Silent thyroiditis is a form of autoimmune thyroiditis that co-occurs with thyrotoxicosis caused by the release of thyroid hormones from a non-tender thyroid gland. High titres of TPO and Tg Ab are characteristically detected. The inflammatory process destroys the follicles, resulting in the release of large amounts of T4 and T3 into the bloodstream and causing thyrotoxicosis. The leukocyte count is normal and the ESR may be slightly elevated. During the thyrotoxicosis phase, I131 uptake is decreased.1

Our patient had laboratory results consistent with thyrotoxicosis, with a slightly elevated ESR, a non-tender thyroid gland, no I131 uptake and a negative autoimmunity study; such findings are possible in silent thyroiditis. The patient required no specific treatment as he had no symptoms; hence, it is suspected that he had silent thyrotoxicosis in the course of SARS-CoV-2 infection.

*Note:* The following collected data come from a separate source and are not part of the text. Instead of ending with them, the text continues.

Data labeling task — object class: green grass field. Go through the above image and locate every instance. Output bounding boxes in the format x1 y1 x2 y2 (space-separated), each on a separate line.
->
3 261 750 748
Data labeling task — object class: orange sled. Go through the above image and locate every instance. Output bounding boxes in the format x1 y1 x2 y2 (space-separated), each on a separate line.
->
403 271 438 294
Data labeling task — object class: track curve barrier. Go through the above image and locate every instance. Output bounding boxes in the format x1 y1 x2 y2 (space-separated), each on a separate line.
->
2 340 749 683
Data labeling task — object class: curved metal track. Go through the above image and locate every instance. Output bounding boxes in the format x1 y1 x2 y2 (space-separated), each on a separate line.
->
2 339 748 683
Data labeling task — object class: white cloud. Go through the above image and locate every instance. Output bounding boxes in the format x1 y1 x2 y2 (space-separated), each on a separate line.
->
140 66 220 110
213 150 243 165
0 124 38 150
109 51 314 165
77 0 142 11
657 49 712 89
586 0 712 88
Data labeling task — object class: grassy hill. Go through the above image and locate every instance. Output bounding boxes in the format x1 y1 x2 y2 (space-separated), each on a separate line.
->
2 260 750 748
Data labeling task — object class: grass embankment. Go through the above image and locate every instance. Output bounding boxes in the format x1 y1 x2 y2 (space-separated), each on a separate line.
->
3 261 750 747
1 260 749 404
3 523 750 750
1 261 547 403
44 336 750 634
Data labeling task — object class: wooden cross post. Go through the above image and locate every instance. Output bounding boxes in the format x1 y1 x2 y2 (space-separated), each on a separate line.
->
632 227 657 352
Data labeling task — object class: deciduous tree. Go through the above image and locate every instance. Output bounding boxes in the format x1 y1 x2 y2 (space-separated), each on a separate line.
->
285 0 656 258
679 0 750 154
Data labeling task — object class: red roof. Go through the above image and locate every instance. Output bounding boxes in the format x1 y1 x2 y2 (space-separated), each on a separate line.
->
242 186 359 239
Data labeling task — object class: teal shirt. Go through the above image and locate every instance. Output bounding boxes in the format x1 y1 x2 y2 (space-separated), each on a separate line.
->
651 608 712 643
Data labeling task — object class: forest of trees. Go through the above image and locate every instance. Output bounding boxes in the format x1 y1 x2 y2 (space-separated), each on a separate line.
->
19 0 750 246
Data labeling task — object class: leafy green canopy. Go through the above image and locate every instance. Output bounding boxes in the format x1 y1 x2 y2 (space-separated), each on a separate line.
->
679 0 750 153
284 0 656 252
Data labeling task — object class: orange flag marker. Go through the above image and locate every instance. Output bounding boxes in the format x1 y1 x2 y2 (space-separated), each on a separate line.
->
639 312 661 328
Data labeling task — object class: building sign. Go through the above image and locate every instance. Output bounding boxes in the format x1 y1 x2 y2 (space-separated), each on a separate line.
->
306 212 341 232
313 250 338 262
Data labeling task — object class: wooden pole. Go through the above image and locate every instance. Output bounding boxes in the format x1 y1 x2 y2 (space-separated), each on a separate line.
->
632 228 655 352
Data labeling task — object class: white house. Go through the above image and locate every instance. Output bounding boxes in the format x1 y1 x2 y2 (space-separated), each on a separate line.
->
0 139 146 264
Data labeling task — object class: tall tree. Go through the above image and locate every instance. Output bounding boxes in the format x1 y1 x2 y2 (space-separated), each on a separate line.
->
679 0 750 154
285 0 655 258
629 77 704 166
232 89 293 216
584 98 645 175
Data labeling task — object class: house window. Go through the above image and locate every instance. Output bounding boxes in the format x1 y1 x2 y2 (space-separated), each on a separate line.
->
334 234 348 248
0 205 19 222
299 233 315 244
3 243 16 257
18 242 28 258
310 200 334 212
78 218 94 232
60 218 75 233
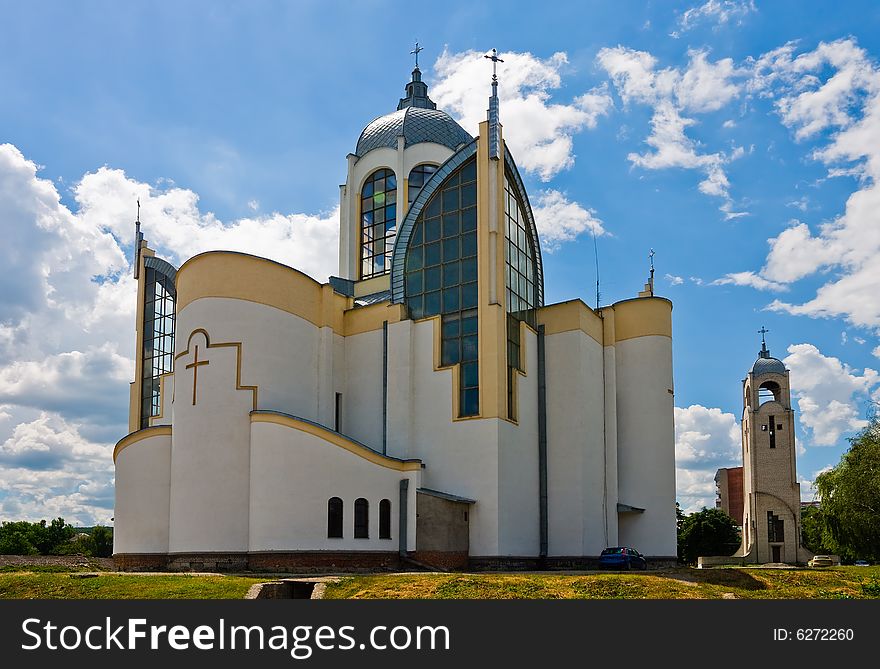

In a study published in 2007, a substantial number of patients with SARS-CoV-1 infection exhibited thyroid function abnormalities. In SARS-CoV-1, there was speculation as to the possibility of the virus itself causing direct damage to the thyroid gland through unclear mechanisms. Examination of thyroid tissue samples found destruction of the follicular and parafollicular epithelium. Another possibility was that the virus caused central hypothyroidism induced by hypophysitis or hypothalamic dysfunction.3,4

To date, a single case of subacute thyroiditis due to SARS-CoV-2 has been reported; that patient, unlike ours, experienced symptoms. The prevalence and diversity of this disease in patients with COVID-19 remains to be determined; larger numbers of cases would be needed to establish its causality and relationship to the virus.3

SARS-CoV-2 infection has had a major impact in many countries due to its rapid spread and the large numbers of patients with COVID-19; complications secondary to SARS-CoV-2 infection have not yet been established. This article reports the case of a patient with concomitant SARS-CoV-2 infection and thyroiditis.

The authors have no conflicts of interest to declare.